Acusações contra o Pix
O relatório argumenta que o Brasil utiliza políticas desleais para favorecer o Pix, considerado pelo USTR como um "campeão nacional", em detrimento de empresas de serviços de pagamento eletrônico dos Estados Unidos. Segundo o documento, há um conflito de interesse no fato de o Banco Central (BC) brasileiro atuar simultaneamente como regulador do setor e proprietário/operador do sistema Pix.
Vantagem competitiva injusta
O BC é acusado de usar seu poder regulador para desfavorecer prestadores de serviços dos EUA. Como exemplo, o texto cita que o banco obriga instituições financeiras com mais de 500 mil contas a usar o Pix e exige que ele tenha destaque nas telas principais dos aplicativos, com "proeminência não inferior a qualquer outra funcionalidade de pagamento ou transferência".
Gratuidade e taxas
O governo brasileiro é criticado ainda por impor gratuidade para indivíduos e limitar as taxas que podem ser cobradas de empresas, o que é visto como uma forma de forçar competidores a subsidiar o sistema operado pelo BC brasileiro. O documento destaca que isso representa um ônus ao comércio dos EUA.
Essas práticas são consideradas "irrazoáveis" porque impõem custos aos prestadores de serviços americanos e os obrigam a promover um concorrente local.
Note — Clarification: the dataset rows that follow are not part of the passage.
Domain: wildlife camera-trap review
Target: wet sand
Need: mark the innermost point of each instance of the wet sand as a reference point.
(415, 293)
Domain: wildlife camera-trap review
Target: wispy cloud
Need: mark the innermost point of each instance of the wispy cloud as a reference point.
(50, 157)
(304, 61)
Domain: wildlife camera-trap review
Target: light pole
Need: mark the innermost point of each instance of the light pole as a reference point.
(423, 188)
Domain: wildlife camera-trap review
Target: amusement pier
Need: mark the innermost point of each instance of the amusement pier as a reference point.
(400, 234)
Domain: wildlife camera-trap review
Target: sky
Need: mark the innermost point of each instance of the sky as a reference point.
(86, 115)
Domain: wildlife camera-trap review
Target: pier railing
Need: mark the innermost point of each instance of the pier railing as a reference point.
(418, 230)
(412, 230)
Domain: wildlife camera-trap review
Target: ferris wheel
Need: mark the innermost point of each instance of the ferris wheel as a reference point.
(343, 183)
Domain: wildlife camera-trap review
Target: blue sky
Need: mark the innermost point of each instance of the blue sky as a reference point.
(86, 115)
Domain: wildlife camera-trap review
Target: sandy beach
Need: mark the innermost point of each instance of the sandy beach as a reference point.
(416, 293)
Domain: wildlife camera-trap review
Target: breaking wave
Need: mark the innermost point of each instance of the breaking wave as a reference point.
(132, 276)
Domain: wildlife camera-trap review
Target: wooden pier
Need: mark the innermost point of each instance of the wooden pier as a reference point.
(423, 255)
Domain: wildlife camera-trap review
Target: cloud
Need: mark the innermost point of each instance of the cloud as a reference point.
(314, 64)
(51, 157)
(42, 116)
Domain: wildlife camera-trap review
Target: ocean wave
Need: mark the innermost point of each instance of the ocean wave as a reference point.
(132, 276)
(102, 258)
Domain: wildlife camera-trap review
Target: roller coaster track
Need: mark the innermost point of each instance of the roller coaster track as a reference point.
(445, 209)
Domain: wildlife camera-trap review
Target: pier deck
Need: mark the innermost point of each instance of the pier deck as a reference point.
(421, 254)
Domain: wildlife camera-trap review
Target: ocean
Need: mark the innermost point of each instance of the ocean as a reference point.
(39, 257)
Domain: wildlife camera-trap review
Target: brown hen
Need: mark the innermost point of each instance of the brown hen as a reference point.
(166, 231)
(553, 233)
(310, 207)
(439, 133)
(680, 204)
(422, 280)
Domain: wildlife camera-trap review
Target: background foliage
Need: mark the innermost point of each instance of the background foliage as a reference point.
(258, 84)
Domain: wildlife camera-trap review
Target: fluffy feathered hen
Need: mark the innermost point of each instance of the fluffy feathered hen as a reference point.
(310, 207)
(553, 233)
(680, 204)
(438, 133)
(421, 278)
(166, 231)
O texto enfatiza que o Brasil está "forçando provedores dos EUA a promover seu competidor brasileiro, sem compensação".
Reconhecimento e críticas
Embora o documento reconheça que o Pix expandiu o acesso bancário no Brasil, o USTR mantém a avaliação de que a estrutura atual é discriminatória e restringe o comércio americano. Veja trechos do documento:
- Sem tarifas: "Os atos, políticas e práticas do Brasil relacionados ao tratamento preferencial concedido ao Pix são injustos e discriminatórios. É injusto exigir que os concorrentes ofereçam vantagens ao Pix, como disponibilidade, visibilidade e limites para a cobrança de tarifas. Além disso, o Brasil discrimina os fornecedores norte-americanos de serviços de pagamento eletrônico ao conceder essas vantagens exclusivamente ao seu campeão nacional."
- Rivais sem compensação: "Os atos, políticas e práticas do Brasil relacionados ao tratamento preferencial concedido ao Pix constituem um ônus ou uma restrição ao comércio dos Estados Unidos, ao impor custos aos prestadores de serviços norte-americanos e ao obrigá-los a promover seu concorrente brasileiro, sem qualquer compensação."
- Conflito de interesses: "O Pix conecta instituições financeiras e de pagamento (“instituições participantes”) a pessoas físicas, empresas e entidades governamentais para oferecer pagamentos instantâneos ou agendados, saques em dinheiro, boletos de pagamento e operações de crédito de curto prazo, entre outros serviços."
"O duplo papel do Banco Central do Brasil como regulador e proprietário/operador do Pix cria um conflito de interesses, na ausência de salvaguardas processuais adequadas."
"O Banco Central tem atuado como regulador de forma a prejudicar os prestadores norte-americanos de serviços de pagamento eletrônico e a favorecer o Pix."